An angry mob hurled abuse at pro-life students in Manchester, yet Christians are arrested for praying silently outside abortion clinics. It’s not OK, says Roger Kiska


Source: Right to Life UK / Facebook

On 29 February, Tke Media posted a shocking video on social media. It showed pro-life students at the University of Manchester being physically and verbally assaulted by what can only be described as a mob of protesters.

The pro-life group was guilty of nothing more than peacefully meeting, as any other society might, on their university campus. Yet a crowd of approximately 250 people surrounded the building and had to be held back by police as members of the pro-life society entered and exited.

Inge Botha, a first year student who attended the meeting, later told GB News that she was told to “get raped” by a man in the crowd. Eggs were thrown, and Botha described ”a wall of people screaming at us. It was so loud that it made your ears ring. The protesters got right up in our faces with their hands and faces, screaming insults and making terrible threats.”

Double standards

As someone who, on behalf of the Christian Legal Centre, has provided legal support to a number of pro-life societies and organisations, I have seen just how abused pro-lifers are in this country.

In one case I worked on, a pro-life society was sanctioned by the Students’ Union for pro-life Instagram posts they made. Yet members of the Students’ Union executive management committee posted vitriol directed at the pro-life society on X (formerly Twitter) and participated in petitions to have them removed from campus. The former SU equality and diversity director went as far as to tweet that, if she did not completely get her rights, she would go “cut a b*tch” and then called on others to take action as well.

In another case, a Students’ Union passed a resolution banning all pro-life activity on campus, making it impossible for the campus pro-life society to register. This was only resolved after legal action was taken. Members were heckled when they attended a SU meeting and called “rapist apologists”.

Yet, ironically, it is pro-life campaigners who are subject to the harshest restrictions on their rights to peacefully protest. Buffer zones have been established around abortion clinics in several locations throughout the UK, prohibiting even silent prayer.

No matter how radical the agenda, no one really seems to bat an eye. Take Stella Creasy’s recently tabled amendment to the Criminal Justice Bill, which seeks to decriminalise abortion up to the moment of birth. The amendment, if passed, will make it legal for a woman to hide the fact that she has disposed of her live, born child. 

Human rights

The right to protest abortion and meet as an association to further that goal is a human right recognised under the European Convention on Human Rights, which is binding on the UK. The settled case-law of the European Court of Human Rights has been clear that abortion is not a human right.

Pro-life members were heckled and called “rapist apologists”

While abortion has recently become a constitutional right in France, this is far from creating a human right to abortion. Abortion laws change as societies and governments change.

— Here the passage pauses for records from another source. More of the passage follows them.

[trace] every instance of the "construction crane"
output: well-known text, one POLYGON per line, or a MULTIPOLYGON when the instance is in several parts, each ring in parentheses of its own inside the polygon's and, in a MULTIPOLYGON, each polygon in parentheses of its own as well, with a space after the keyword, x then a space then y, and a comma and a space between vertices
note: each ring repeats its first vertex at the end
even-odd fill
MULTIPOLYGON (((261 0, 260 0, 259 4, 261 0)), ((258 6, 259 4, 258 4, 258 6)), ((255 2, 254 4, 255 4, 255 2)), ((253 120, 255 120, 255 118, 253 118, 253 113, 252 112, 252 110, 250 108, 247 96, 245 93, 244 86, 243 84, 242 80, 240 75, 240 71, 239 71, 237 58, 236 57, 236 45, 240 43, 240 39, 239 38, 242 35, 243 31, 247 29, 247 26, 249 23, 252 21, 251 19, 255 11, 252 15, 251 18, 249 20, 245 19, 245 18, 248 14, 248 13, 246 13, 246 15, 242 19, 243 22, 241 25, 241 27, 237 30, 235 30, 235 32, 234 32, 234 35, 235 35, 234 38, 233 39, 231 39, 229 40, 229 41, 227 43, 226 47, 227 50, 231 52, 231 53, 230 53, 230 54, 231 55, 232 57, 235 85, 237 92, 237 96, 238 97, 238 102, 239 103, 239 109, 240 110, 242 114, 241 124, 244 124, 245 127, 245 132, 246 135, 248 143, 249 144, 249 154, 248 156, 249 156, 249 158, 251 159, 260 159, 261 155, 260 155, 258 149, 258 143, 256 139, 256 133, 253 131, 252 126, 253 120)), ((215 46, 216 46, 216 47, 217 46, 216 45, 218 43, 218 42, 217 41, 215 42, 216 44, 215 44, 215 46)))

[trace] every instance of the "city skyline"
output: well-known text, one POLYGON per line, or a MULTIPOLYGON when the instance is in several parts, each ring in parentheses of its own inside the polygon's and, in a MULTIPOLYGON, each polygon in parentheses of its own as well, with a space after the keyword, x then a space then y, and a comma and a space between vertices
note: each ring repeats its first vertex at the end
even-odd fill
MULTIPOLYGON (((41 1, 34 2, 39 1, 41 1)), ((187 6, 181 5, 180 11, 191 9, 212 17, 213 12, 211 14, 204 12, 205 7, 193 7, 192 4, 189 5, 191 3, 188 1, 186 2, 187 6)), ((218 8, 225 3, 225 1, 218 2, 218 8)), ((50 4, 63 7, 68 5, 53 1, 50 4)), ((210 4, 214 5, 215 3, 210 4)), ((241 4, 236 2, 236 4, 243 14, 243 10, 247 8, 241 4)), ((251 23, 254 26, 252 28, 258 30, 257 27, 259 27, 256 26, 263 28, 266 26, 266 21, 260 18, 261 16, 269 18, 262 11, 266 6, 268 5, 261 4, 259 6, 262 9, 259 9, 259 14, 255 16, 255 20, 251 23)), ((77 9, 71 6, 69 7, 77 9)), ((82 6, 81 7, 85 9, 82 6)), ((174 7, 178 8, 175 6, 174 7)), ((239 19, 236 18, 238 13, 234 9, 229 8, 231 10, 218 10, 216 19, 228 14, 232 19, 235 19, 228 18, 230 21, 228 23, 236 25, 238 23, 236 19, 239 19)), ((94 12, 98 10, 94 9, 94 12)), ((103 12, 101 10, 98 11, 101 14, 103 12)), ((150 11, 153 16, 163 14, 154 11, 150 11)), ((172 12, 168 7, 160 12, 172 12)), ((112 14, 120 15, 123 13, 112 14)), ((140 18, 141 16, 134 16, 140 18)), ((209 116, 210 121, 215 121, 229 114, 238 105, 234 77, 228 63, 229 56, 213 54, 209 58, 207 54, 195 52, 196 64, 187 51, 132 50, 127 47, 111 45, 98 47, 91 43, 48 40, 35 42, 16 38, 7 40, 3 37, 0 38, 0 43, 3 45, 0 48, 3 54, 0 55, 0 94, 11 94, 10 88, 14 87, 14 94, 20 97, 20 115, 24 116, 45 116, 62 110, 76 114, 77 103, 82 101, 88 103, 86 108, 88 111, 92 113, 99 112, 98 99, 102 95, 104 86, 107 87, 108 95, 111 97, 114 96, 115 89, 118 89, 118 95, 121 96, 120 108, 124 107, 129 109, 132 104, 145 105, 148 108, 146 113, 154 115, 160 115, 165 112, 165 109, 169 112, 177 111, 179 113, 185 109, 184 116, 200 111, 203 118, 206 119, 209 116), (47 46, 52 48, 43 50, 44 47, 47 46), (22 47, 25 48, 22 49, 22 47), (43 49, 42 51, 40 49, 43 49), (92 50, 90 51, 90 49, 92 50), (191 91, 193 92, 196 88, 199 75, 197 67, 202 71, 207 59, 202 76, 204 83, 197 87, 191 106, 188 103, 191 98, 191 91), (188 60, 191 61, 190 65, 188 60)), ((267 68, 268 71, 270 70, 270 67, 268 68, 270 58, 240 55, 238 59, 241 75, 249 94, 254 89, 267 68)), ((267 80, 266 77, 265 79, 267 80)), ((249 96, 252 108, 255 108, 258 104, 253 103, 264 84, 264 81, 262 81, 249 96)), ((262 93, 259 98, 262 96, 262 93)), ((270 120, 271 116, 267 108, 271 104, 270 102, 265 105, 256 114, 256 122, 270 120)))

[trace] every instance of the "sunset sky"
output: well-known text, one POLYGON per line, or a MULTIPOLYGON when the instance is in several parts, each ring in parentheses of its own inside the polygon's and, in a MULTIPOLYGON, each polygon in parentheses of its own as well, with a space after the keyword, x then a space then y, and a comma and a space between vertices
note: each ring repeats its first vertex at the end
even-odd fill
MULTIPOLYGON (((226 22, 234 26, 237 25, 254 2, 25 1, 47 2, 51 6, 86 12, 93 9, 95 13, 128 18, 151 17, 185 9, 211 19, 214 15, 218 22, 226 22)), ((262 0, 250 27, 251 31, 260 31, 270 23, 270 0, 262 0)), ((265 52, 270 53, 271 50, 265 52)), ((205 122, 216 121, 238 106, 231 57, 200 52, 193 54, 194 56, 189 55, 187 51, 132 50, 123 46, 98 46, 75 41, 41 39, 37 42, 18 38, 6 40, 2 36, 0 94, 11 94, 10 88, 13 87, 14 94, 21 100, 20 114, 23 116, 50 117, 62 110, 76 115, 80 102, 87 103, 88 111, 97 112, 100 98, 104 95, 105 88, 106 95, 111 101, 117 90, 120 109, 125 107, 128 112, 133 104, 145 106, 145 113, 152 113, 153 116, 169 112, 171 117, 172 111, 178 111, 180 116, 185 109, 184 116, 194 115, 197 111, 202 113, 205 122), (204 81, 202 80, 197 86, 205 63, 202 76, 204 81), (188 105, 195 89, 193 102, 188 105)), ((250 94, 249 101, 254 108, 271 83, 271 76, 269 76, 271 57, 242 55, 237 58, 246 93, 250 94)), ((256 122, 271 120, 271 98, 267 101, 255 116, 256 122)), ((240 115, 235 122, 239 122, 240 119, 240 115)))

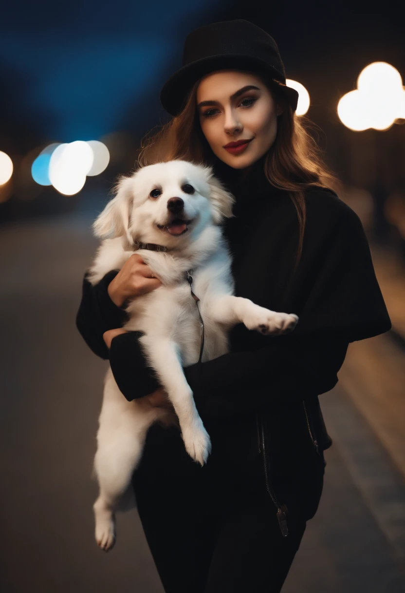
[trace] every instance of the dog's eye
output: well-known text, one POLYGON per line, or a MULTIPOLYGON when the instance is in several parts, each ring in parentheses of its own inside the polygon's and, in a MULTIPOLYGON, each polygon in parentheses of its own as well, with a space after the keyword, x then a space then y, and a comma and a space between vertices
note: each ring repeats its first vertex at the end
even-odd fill
POLYGON ((183 187, 181 189, 182 189, 183 192, 184 192, 185 193, 194 193, 194 188, 192 187, 192 185, 190 185, 189 183, 186 183, 185 185, 183 186, 183 187))

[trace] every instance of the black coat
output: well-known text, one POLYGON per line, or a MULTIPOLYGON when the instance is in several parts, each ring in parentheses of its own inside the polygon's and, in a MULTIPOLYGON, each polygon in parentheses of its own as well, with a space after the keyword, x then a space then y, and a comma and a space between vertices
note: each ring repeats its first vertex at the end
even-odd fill
MULTIPOLYGON (((349 343, 388 331, 391 322, 361 222, 334 192, 306 192, 303 253, 293 275, 298 222, 288 193, 269 184, 260 162, 243 180, 236 173, 226 182, 236 197, 235 217, 224 225, 236 295, 295 313, 299 321, 291 333, 275 337, 240 324, 230 332, 229 353, 184 369, 211 437, 205 468, 185 454, 176 429, 155 426, 137 471, 168 477, 205 471, 218 480, 250 476, 263 471, 258 460, 264 446, 275 508, 281 502, 302 503, 310 518, 317 503, 312 508, 303 502, 308 472, 318 467, 323 476, 323 451, 332 444, 318 396, 336 384, 349 343)), ((114 338, 110 352, 102 339, 126 318, 107 292, 117 272, 111 270, 94 287, 85 276, 76 324, 93 352, 110 359, 120 389, 131 401, 159 384, 145 364, 137 332, 114 338)))

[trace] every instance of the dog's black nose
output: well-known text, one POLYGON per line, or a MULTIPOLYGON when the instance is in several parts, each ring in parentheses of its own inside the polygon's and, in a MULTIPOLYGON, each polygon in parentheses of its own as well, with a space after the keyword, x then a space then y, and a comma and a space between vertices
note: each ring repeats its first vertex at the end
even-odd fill
POLYGON ((168 200, 168 210, 173 214, 178 214, 184 208, 184 202, 181 197, 170 197, 168 200))

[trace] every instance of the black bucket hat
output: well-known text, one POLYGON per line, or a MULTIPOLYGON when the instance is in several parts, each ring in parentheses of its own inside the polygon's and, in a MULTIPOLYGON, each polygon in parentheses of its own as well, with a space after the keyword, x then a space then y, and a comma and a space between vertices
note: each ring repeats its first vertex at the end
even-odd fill
POLYGON ((266 74, 282 90, 292 110, 297 109, 298 94, 285 86, 284 65, 277 44, 260 27, 243 18, 212 23, 188 34, 183 65, 160 91, 162 106, 171 115, 178 115, 199 78, 227 68, 266 74))

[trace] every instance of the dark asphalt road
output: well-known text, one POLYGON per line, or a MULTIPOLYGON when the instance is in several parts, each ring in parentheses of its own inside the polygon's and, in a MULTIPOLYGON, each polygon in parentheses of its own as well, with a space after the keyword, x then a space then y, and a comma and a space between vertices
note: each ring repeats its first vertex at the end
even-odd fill
MULTIPOLYGON (((4 593, 162 592, 136 512, 118 517, 110 553, 94 538, 91 471, 107 364, 75 325, 82 275, 97 244, 90 225, 70 216, 0 232, 4 593)), ((347 403, 333 408, 338 394, 331 394, 335 400, 322 396, 323 408, 344 413, 347 403)), ((403 592, 396 550, 338 436, 326 452, 320 507, 283 593, 403 592)))

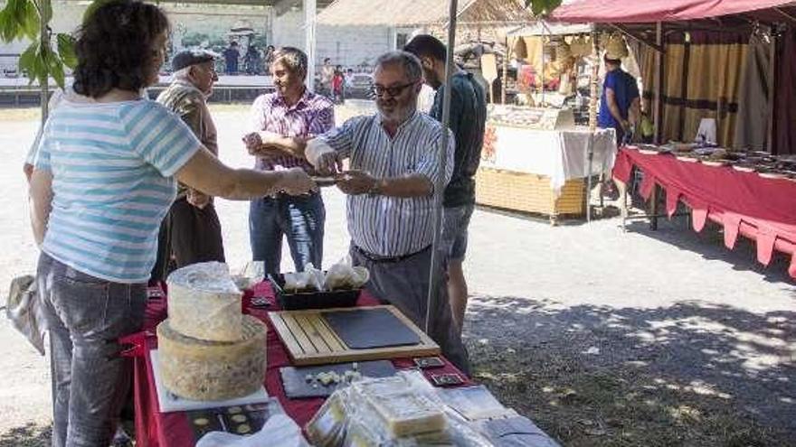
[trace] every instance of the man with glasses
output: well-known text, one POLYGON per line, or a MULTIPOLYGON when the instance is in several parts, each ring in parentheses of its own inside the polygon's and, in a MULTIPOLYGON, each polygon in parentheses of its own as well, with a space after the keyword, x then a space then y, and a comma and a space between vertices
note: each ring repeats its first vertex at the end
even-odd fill
MULTIPOLYGON (((349 119, 307 144, 307 159, 337 174, 348 194, 350 254, 370 270, 367 288, 398 307, 419 327, 425 324, 433 240, 434 185, 453 171, 454 140, 428 115, 417 111, 422 86, 418 59, 405 51, 380 57, 374 93, 378 113, 349 119), (439 163, 448 151, 447 166, 439 163), (340 172, 348 159, 350 170, 340 172)), ((434 273, 444 275, 444 270, 434 273)), ((468 372, 467 351, 450 314, 445 282, 432 303, 429 335, 443 354, 468 372)))
MULTIPOLYGON (((218 155, 218 134, 207 98, 218 80, 215 54, 203 50, 185 50, 172 60, 174 80, 157 102, 178 115, 199 141, 218 155)), ((151 280, 165 280, 175 268, 198 262, 224 262, 221 223, 213 198, 180 183, 177 198, 160 226, 157 261, 151 280)))

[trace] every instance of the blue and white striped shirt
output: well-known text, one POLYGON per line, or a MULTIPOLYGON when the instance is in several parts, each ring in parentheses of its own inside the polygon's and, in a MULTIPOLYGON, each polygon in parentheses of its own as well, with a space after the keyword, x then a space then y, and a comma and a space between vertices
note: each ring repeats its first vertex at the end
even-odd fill
POLYGON ((156 102, 65 101, 44 126, 35 163, 52 174, 42 249, 91 276, 147 281, 176 194, 174 175, 200 147, 156 102))
MULTIPOLYGON (((455 142, 449 131, 449 163, 442 170, 439 157, 443 132, 435 119, 415 112, 391 138, 382 126, 381 116, 376 114, 351 118, 320 138, 350 158, 351 169, 368 172, 377 178, 422 174, 434 184, 444 175, 447 184, 453 172, 455 142)), ((381 256, 411 255, 431 244, 433 210, 433 196, 348 196, 348 232, 354 244, 368 253, 381 256)))

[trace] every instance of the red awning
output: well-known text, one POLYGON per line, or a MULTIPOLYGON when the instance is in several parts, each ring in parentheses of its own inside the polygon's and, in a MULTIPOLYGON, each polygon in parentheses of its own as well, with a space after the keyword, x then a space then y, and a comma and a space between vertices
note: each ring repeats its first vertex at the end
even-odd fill
POLYGON ((793 4, 792 0, 573 0, 554 10, 549 20, 570 23, 678 22, 793 4))

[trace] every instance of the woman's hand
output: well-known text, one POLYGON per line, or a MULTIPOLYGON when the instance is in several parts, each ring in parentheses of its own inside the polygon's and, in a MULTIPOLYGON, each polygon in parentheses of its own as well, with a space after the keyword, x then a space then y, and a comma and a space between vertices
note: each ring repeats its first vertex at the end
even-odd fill
POLYGON ((309 194, 317 191, 317 184, 301 168, 290 168, 286 171, 276 171, 274 174, 280 179, 274 190, 291 196, 309 194))

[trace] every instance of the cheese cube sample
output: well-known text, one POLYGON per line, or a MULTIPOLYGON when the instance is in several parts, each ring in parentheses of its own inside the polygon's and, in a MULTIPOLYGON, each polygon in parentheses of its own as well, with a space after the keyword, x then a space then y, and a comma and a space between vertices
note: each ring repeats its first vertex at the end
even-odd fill
POLYGON ((172 330, 212 341, 242 340, 242 293, 226 264, 205 262, 168 275, 168 319, 172 330))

By way of example, abortion was a constitutional right in the United States for almost 50 years, until in 2022 the Supreme Court overruled Roe v Wade, and abortion lost its constitutional protection.

Peaceful protest

It is valid to believe that life begins at the moment of conception. It is of profound importance to many people to have and express this belief through peaceful protest and prayer. It is unthinkable that we would regulate manifestations of such deeply held beliefs for any other aspect of society. I doubt that, at any time in the near future, there will be PSPOs set up around fast food restaurants to keep away animal rights activists. Nor will there be PSPOs around petrol stations to keep out climate activists.

The settled case-law of the European Court of Human Rights is clear: abortion is not a human right

As a nation, we need to have serious conversations about the double standards being applied to different classes of people, based on their beliefs. No democracy should tolerate the removal of rights from one class of people based on their beliefs, while allowing mob rule to reign on the other side of the belief spectrum.

The unborn child cannot speak for itself. We need to live in a society with the tolerance and values to allow others to speak up in the unborn child’s defence without fear of being arrested or publicly attacked.